With this year marking the Bicentennial of the War of 1812, I was wanting to brush up on my knowledge of the subject.  Not having read anything very recent (published within the last 15-20 years likely), I'm looking for book recommendations from those knowledgeable on the subject.   I'll be honest in stating that I'm unlikely to read more than 2 or 3 books on the subject and not likely to dig too deeply for particularly hard to find titles.

I'd love to hear your recommendations for at least one solid general history/overview of the War and maybe one or two other books (could be on any specific topic/campaign/battle/individual) that you found particularly interesting or insightful.  

Thanks in advance!


----------



## dangerboy (22 Feb 2012)

I recommend the book "For Honour's Sake" by Mark Zuehlke.  It was an informative book on the subject, unfortunately it is the only book I have read on the war so I have nothing to compare it to.  Here is the link to it http://www.zuehlke.ca/Military-Heritage/for-honours-sake


----------



## jeffb (22 Feb 2012)

I see you are at Borden... This weekend there is a symposium being held at the University of Guelph that I am going to. Apparently there are over 300 people going and it's a variety of topics on the bicentennial of the war of 1812. 

http://livinghistoryconference.com/


----------



## dapaterson (22 Feb 2012)

For a quick audio synopsis, the following link may be of use.

http://www.deadtroll.com/1812/index.html


----------



## aesop081 (22 Feb 2012)

GR66 said:
			
		

> hard to find titles.



Wow...i read that part way too fast the first time.


----------



## cphansen (22 Feb 2012)

You might try reading Fix Bayonets!: A Royal Welch Fusilier at War, 1796-1815

It covers a bit more than just the war of 1812 in telling the story Of General Pearson. It touches on the Peninsular campaign. The general rose from the rank of Major to becpning the Brigade commander because he was the only officer above the rank of Captain who was still on his feet.
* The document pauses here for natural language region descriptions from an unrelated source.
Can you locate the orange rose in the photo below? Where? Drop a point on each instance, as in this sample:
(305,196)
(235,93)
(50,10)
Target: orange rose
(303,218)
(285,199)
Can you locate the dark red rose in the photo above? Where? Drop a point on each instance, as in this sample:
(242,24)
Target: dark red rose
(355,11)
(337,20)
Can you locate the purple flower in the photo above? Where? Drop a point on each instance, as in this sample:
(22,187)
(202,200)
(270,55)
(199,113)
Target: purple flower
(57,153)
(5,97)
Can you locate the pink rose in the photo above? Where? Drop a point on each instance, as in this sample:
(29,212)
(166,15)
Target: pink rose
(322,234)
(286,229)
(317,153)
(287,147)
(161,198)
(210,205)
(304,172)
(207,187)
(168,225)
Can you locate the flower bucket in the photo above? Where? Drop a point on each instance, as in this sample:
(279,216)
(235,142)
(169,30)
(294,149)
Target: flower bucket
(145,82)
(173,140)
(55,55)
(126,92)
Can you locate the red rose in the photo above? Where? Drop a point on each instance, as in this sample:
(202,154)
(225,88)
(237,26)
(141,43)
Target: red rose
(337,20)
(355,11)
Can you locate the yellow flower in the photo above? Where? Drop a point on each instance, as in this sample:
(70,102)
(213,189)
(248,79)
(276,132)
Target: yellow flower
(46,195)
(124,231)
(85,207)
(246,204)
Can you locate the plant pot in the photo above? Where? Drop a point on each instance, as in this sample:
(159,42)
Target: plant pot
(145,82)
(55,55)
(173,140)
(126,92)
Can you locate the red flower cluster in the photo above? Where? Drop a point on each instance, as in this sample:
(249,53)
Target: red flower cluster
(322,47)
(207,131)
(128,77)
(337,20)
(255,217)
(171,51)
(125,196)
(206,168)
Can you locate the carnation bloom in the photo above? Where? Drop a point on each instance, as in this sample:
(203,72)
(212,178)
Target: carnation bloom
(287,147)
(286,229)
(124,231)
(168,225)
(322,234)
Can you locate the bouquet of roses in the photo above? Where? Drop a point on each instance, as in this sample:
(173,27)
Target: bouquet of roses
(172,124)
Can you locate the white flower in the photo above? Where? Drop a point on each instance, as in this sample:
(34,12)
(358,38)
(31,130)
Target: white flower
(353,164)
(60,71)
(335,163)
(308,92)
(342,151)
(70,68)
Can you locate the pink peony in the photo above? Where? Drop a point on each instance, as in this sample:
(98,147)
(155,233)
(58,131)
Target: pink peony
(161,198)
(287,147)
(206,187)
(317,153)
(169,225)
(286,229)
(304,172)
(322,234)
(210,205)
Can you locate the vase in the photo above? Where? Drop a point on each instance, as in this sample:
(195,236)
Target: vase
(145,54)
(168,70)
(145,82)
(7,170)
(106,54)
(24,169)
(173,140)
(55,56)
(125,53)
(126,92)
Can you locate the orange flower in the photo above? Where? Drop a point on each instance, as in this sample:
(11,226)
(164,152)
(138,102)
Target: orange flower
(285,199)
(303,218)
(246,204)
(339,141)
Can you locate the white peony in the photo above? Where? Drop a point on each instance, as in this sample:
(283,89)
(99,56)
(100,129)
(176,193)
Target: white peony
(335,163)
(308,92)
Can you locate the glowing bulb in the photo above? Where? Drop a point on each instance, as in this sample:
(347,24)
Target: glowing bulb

As a result of being wounded he was sent to Canada before the war of 1812. He came to be called the Tartar by the Canadian Militia because of his demanding ways. He actually demanded that the officers performed their duties as prescribed by upper authority, not just the duties the officers wanted to. He actually had a great influence on the Canadian Militia in Upper Canada. The book goes into a lot of detail on the building up of the canadian forces, tells a few scandalous stories and explains a lot of things like the importance of the Town of Prescott and Ogdensburg on the Americian side, these are towns on opposite banks of the St Lawrence river. The importance of Fort Wellington and the Battle of the Wingmill.
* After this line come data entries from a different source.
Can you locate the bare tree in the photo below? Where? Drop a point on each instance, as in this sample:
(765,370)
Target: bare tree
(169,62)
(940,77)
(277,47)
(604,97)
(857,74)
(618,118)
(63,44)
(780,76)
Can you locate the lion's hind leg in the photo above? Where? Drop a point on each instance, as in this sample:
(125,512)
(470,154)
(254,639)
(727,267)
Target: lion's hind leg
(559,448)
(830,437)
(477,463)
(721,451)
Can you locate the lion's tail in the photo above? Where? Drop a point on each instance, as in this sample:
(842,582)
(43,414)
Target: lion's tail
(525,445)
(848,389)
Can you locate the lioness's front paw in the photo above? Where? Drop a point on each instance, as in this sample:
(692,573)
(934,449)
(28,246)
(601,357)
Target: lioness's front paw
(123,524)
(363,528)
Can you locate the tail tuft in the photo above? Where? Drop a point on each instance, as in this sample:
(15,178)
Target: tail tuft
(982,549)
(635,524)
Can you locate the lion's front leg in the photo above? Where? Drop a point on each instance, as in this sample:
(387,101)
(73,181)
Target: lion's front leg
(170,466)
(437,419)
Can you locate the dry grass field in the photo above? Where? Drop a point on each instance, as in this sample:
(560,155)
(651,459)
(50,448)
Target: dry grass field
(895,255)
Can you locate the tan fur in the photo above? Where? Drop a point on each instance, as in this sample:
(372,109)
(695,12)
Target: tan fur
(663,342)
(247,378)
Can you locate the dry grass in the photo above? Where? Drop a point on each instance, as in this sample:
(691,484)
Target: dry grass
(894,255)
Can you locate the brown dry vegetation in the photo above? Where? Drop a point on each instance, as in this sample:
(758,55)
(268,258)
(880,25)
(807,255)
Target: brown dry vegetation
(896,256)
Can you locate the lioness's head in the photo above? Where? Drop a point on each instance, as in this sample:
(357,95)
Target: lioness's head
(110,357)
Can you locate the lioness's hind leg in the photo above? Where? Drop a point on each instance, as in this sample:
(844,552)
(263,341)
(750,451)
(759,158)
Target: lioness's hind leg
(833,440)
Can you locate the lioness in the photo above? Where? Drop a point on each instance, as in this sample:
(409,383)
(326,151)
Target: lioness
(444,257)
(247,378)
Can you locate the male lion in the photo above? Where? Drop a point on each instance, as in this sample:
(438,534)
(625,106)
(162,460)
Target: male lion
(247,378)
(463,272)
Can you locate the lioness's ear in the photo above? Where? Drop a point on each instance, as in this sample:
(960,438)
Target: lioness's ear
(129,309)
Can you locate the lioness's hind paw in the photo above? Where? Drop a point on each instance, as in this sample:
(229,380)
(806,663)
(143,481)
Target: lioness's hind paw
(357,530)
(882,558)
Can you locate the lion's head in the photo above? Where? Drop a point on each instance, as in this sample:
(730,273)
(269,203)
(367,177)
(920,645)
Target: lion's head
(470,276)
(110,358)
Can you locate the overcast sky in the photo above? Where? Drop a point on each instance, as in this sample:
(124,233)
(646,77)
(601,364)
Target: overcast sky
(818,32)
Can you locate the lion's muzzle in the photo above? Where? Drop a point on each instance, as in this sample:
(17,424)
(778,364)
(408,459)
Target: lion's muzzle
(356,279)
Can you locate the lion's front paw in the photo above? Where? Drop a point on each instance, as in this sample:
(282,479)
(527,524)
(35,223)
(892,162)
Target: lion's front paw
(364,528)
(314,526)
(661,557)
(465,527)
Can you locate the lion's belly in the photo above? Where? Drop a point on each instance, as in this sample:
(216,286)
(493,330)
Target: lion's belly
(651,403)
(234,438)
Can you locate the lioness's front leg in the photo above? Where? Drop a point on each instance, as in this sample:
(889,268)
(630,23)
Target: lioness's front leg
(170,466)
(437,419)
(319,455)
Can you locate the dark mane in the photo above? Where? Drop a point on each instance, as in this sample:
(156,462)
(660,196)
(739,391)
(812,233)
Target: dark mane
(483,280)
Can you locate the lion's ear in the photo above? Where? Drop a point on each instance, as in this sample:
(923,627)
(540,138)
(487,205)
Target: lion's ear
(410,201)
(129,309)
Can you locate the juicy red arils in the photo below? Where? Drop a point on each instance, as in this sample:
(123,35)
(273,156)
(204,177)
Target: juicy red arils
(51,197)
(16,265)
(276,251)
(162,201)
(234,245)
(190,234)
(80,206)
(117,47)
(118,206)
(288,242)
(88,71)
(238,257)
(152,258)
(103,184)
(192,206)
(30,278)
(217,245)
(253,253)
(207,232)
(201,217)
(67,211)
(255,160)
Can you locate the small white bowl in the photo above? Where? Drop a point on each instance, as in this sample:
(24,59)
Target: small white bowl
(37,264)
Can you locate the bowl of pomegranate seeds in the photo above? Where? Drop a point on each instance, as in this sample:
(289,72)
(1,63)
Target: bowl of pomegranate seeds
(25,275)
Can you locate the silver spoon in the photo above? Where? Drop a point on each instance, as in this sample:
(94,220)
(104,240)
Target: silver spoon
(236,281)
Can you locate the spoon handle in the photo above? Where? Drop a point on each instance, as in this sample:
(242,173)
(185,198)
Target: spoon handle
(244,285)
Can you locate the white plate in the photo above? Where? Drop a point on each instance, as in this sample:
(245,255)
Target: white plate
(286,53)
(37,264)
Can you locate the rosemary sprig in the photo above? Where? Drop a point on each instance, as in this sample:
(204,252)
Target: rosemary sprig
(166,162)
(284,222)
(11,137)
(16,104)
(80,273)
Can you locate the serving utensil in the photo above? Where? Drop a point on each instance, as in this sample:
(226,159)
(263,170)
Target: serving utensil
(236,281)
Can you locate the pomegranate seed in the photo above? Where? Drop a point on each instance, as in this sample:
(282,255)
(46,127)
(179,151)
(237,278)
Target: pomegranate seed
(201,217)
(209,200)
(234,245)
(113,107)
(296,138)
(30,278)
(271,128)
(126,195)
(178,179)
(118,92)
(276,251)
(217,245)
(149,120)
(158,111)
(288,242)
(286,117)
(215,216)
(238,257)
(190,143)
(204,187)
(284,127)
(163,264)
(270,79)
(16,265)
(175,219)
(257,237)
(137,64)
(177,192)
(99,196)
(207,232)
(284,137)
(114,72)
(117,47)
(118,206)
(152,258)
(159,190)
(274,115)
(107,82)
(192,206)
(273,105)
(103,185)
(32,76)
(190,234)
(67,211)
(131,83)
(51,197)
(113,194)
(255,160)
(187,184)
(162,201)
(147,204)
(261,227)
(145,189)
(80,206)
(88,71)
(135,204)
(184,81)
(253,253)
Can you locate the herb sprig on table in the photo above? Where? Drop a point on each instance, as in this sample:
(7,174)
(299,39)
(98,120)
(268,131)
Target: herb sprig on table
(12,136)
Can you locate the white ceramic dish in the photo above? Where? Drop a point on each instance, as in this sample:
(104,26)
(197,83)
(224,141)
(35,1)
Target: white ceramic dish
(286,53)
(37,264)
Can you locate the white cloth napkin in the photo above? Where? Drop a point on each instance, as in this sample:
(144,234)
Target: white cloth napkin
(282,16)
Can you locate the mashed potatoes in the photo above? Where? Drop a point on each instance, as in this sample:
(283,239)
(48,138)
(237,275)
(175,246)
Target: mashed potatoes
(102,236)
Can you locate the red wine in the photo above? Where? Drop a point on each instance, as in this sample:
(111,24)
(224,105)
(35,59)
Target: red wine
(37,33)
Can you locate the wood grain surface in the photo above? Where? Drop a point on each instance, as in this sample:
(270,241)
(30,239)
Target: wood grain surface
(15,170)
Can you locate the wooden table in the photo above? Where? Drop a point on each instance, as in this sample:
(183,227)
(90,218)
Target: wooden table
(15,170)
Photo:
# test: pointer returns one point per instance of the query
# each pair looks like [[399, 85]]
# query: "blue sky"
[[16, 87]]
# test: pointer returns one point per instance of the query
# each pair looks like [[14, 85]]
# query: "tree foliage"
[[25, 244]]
The book is well written covers its material well and gives you a good insight to the British Forces and the Napoleonic wars and as such helps you understand the War of 1812, not just as a list of battles but helps you understand the personalites behind the commanders


----------



## Old Sweat (22 Feb 2012)

You could do a lot worse than to read anything on the war by Donald E Graves, including his update and commentary on Hitsman's The Incredible War of 1812. While Don and I are good friends, I can say that he is probably the best Canadian authority on the war. He also is not too shabbly on NEW and his history of the South Alberta Regiment set a new standard for regimental histories. Don wrote the book about Pearson referred to above.
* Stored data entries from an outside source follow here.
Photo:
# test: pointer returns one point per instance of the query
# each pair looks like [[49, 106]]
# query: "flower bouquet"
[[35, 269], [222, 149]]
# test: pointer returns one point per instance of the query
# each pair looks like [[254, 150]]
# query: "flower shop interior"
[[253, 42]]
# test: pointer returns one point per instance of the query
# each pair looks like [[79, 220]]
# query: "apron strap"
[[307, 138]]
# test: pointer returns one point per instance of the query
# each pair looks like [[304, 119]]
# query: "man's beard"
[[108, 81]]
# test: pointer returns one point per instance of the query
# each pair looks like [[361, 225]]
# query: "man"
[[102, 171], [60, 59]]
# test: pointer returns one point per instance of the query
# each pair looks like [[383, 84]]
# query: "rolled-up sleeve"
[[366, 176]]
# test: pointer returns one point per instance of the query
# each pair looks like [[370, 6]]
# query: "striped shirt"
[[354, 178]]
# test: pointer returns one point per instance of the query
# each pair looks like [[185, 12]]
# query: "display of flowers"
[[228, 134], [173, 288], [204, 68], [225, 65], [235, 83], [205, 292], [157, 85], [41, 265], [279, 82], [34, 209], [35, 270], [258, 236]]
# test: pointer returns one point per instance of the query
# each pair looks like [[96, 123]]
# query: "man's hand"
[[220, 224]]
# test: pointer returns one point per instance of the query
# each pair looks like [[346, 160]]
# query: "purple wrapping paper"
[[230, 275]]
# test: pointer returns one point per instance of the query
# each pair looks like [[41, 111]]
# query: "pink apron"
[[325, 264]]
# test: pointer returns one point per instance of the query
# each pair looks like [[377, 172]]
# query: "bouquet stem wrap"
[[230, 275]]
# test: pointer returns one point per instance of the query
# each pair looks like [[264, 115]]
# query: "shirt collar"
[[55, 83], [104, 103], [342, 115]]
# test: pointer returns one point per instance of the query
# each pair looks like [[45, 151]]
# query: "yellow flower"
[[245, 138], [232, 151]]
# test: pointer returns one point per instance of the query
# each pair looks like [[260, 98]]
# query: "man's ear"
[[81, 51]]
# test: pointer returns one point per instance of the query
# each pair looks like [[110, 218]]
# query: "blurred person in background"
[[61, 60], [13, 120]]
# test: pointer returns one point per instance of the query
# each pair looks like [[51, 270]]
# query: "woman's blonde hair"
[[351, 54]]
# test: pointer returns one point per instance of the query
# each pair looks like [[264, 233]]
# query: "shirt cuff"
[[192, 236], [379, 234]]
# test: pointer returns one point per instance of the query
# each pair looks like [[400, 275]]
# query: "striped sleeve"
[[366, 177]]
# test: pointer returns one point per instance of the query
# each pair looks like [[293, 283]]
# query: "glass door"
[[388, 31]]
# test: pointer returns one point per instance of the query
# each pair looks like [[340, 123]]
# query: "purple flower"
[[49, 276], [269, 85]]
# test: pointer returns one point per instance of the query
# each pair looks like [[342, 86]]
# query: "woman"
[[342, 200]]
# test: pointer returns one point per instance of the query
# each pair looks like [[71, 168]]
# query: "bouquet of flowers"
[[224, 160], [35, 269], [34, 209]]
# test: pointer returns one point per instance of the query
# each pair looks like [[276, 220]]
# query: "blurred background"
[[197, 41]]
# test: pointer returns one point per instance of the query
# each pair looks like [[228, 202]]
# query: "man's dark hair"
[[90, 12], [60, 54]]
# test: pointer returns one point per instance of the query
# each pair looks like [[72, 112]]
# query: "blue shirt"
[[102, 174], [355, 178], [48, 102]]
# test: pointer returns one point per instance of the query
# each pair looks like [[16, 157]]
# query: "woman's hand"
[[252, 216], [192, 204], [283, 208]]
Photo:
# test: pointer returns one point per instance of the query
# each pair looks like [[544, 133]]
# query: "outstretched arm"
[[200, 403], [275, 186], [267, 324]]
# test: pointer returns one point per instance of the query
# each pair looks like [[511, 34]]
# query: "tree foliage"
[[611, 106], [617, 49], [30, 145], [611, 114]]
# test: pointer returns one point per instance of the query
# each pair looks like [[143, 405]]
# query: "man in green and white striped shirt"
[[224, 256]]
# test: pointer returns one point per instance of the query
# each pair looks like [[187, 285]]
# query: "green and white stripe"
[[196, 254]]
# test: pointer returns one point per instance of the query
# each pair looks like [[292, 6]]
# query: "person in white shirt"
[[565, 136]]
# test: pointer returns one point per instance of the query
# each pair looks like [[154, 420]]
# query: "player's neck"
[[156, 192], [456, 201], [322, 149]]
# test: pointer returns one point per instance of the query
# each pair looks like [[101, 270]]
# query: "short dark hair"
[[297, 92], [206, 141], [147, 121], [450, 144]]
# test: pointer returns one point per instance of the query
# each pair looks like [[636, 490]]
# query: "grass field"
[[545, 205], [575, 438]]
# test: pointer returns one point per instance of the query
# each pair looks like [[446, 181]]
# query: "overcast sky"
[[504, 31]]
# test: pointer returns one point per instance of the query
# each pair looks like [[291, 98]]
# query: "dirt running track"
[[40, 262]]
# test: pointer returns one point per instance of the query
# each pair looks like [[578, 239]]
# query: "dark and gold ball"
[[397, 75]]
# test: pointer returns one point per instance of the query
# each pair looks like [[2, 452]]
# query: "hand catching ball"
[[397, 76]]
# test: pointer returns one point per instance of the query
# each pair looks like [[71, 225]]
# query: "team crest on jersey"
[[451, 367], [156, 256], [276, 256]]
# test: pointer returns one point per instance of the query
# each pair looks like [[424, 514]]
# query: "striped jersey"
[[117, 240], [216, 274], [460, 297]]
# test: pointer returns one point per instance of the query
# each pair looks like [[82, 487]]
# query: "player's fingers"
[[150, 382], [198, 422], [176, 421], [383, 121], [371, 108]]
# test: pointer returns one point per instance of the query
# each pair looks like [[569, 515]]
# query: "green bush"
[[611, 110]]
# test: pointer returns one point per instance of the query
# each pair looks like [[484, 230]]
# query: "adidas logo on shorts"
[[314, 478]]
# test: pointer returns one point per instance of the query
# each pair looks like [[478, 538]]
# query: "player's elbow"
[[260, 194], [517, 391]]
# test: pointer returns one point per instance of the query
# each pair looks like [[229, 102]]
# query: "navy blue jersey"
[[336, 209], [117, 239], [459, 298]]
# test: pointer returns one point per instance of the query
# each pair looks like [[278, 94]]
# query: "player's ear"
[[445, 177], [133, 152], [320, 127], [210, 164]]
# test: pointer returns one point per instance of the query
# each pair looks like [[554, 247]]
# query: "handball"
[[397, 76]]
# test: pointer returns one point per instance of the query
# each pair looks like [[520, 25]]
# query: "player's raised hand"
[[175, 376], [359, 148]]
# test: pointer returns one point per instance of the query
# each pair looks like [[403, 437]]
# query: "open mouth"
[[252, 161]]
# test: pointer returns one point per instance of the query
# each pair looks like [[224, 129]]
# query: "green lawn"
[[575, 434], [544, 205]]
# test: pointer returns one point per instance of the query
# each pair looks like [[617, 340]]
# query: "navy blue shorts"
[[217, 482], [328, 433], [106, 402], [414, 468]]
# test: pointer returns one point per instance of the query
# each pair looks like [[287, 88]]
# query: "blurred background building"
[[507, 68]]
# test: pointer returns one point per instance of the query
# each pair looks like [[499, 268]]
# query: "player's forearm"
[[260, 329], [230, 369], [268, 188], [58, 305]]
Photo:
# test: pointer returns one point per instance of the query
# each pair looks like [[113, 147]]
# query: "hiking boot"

Need I add that he is a gunner, or at least a summer student militia gunner from Cobourg? I can add that he is receptive to reasoned criticism based on valid sources and is a quick study.


----------



## jeffb (26 Feb 2012)

I had the great pleasure of seeing Dr Graves gives a lecture yesterday on the historiography of the war of 1812. The man is a treasure trove of information. 

I'm currently plugging my way through _War of 1812_ by Jon Lattimer. The book is meticulous footnoted, always a good sign. What I really like about it though is that it is firmly anchored in the context of the Napoleonic Wars. Lattimer is British so he manages to avoid much of the pitfalls associated with War of 1812 literature such as the militia myth, 2nd war of independence or frankly any of the nationalist perspectives. 

So far, I'd say it's a pretty good read and as a work of history, much better then the book that most people first read about the War of 1812...


----------



## Webgear (26 Feb 2012)

I meet Jon Lattimer before his death a few years ago, a wonderful person.

Here are some links for material that will likely interests some of you.

http://www.fortyfirst.org/    41st Regiment of Foot,  Database

http://www.warof1812.ca/   War of 1812 Website,  Database

Another interesting book in my personal collection is called "A Veteran of 1812" by Mary Agnes FitzGibbon published in 1984.


----------



## daftandbarmy (27 Feb 2012)

This is a first class article on the subject:

That time we beat the Americans...

http://walrusmagazine.com/articles/2012.03-essay-that-time-we-beat-the-americans/


----------



## GR66 (14 Jun 2012)

Thanks for the suggestions.  Unfortunately the local library had a pretty limited selection but I did get a good find in "Strange Fatality - The Battle of Stoney Creek, 1813" by James E. Elliott.  It's a very well researched and footnoted book on a relatively small but important engagement in the 1813 Niagara campaign.   I thought it was a very even-handed look at the battle (and the context) with lots of detail on the personalities involved.

I've just picked up "A Signal Victory - The Lake Eerie Campaign, 1812 - 1813" by David Curtis.  When I'm done I'm going to try the Borden library for some of the other suggested reading.


----------



## Bass ackwards (14 Jun 2012)

Have you read Pierre Berton's two volume set on the war:
_The Invasion of Canada_
and
_Flames Across the Border_ ?


----------